Sunday, November 15, 2009

Right whales in November

Many years some right whales remain off Grand Manan and the Bay of Fundy well into November and sometimes into December. In late January of this year, three right whales were seen off Point LePreau, above Grand Manan. However, this year, only two right whales have been seen since October 20.

Where have they gone? Three juvenile whales were seen off North Carolina on November 8 but the largest numbers have been seen off Cashes Ledge, Jeffrey's Ledge and Jordan Basin in the lower Gulf of Maine. Most sightings of right whales in the winter in the Gulf of Maine, Cape Cod area are from aerial surveys, either through the National Marine Fisheries Service or the Center for Coastal Studies in Provincetown, MA. Winter conditions in areas where right whales might be located are often severe and beyond workable conditions for small boats so aerial surveys are used and can cover a much wider area. Details of right whale sightings in the Gulf of Maine to Long Island, NY from the North East Right Whale Sighting Advisory System can be viewed at:

Another unique method of locating right whales is through listening posts or buoys located on or near the ocean floor. Checking the website as I write, two buoys have picked up right whale calls along the shipping lane for the port of Boston within the last 24 hours: If you would like to hear some right whale calls, click on the "Explore Whale Sounds" tab.

Winter aerial surveys of the calving areas from North Carolina to Florida will begin in a couple of weeks and will continue to March. Hopefully it will be another good year for right whale mothers and calves.

Sunday, November 8, 2009

Right whales seen on aerial survey

I have been working with Fisheries and Oceans to look for right whales off Grand Manan. This is to alert lobster fishermen to their presence so they can take voluntary measures to avoid having the whales entangled in their lobster gear. Our first two flights yielded many humpback whales and finback whales but no right whales, however the November 7 flight resulted in two right whales spotted toward the end of our flight. We also had 23 humpback whales, 18 finback whales, 2 basking sharks and 1 unidentified whale (dove before we could get a good look at it).

Here is a view of the pilot and the fisheries officer in the plane, both watching for whales:

The two right whales were swimming southwest and may have been going out of the Bay. November 10 is the start of the lobster season around Grand Manan, Campobello Island, the Wolves and along the New Brunswick mainland. It is always an anxious time particularly when there are still large numbers of right whales in the Bay which potentially could get tangled in buoy lines or the lines that link lobster traps together in a trawl. During the summer and fall, the Bay is relatively free of fishing gear, unlike the coast of Maine, where lobster fishing is in full swing.
Here are two lobster boats loaded with traps ready to set on November 10:

We will continue the flights until possibly December, depending on what we find. The flights are also only flown is good weather which can be hard to find this time of year. Too many white caps can make it difficult to see the whales.

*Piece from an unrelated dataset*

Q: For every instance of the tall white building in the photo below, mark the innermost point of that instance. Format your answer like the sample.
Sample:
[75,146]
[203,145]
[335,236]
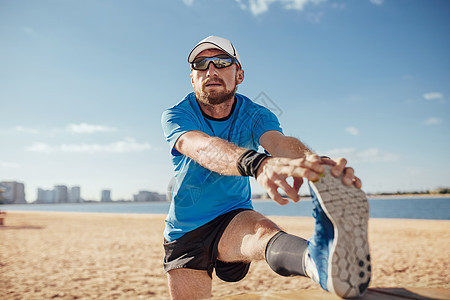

Here is a photo of two humpbacks taken during the November 5 flight. The orangish-brown streak is actually whale "poop". This humpback had been eating krill. Unlike in right whales, humpback poop is more liquid and disperses quickly, whereas right whale poop may float at the surface for quite some time and is often more solid. You can tell these are humpback whales because of the long white flippers, dorsal fin and balloon-shaped blow or spout.